Conservation of crystal momentum with Peierl's substitution

Question

I am trying to understand Sec. 3 of Di Xiao's review paper (https://arxiv.org/abs/0907.2021). Specifically, I am interested in Sec. 3A on anomalous velocity (pages 13-14 in the arXiv pdf).

I can follow most of the derivation, but there is one point which exposes my lack of understanding of the conservation of crystal momentum. In the attached excerpt, it is mentioned that $q$ is a good quantum number and therefore $\dot{q}=0$. I fail to understand why this is the case.

I looked up Ashcroft and Mermin's classic book but I failed to find a derivation for $\dot{q}\propto [\hat{H},q]=0$ even for the case when there is no external field. My understanding is that $q$ is only conserved upto a reciprocal lattice vector $G$. So how can $\dot{q}$ be zero? Shouldn't $\dot{q}$ have occasional delta functions whenever a $G$ is added?
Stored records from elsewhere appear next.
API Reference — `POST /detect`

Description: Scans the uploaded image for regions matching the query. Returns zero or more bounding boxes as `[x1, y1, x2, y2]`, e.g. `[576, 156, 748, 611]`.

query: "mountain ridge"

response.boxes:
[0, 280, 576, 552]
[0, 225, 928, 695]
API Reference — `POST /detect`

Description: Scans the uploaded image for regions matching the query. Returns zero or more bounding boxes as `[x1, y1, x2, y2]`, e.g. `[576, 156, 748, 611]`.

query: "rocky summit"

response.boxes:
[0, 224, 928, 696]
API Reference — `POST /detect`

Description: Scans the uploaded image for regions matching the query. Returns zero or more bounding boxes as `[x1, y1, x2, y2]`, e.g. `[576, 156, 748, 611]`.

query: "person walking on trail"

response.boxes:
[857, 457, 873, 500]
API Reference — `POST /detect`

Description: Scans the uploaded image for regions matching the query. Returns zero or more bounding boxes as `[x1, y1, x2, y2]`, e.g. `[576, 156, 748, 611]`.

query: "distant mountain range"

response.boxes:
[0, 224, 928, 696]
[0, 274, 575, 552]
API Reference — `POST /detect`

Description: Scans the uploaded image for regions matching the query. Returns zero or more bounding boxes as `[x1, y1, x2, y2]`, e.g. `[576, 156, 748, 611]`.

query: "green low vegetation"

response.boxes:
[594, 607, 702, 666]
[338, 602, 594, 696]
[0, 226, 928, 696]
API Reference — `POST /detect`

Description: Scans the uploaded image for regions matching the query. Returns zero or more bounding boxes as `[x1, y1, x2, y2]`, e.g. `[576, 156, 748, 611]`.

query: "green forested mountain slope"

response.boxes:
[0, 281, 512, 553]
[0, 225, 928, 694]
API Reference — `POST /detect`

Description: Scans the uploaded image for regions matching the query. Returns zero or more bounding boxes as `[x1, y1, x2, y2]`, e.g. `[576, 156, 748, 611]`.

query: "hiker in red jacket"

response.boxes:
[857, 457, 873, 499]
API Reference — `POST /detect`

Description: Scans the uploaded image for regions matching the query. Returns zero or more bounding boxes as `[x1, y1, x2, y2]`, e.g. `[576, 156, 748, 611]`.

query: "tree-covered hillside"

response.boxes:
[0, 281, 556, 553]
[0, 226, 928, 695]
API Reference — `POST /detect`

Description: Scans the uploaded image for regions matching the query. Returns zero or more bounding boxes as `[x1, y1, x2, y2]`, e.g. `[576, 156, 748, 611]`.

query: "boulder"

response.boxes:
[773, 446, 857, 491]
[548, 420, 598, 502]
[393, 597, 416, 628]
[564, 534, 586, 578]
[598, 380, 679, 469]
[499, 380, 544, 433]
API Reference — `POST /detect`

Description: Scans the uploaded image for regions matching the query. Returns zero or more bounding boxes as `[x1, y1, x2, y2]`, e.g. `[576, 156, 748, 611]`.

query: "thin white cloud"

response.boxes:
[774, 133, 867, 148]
So my main question then is, how to prove $\dot{q}=0$:

a) in the absence of external fields

b) in the presence of external fields (like in Di Xiao's paper)

Answer 1

Perhaps the answers and comments to this related question, Is crystal momentum really momentum?, can help with the conceptual picture. The crystal momentum arises from a discrete translational symmetry of the total Hamiltonian and in that sense it is a good quantum number. It is in principle the eigenvalue of the generator of the discrete symmetry. In addition, when you have a macroscopic crystal and an atomic-scale lattice spacing, it often makes sense to assume the continuum limit as you switch to working in the Brillouin zone. Then the generator of the discrete translational symmetry becomes a quasi-momentum that commutes with the Hamiltonian and is conserved, wherefrom ${\dot q} = 0$.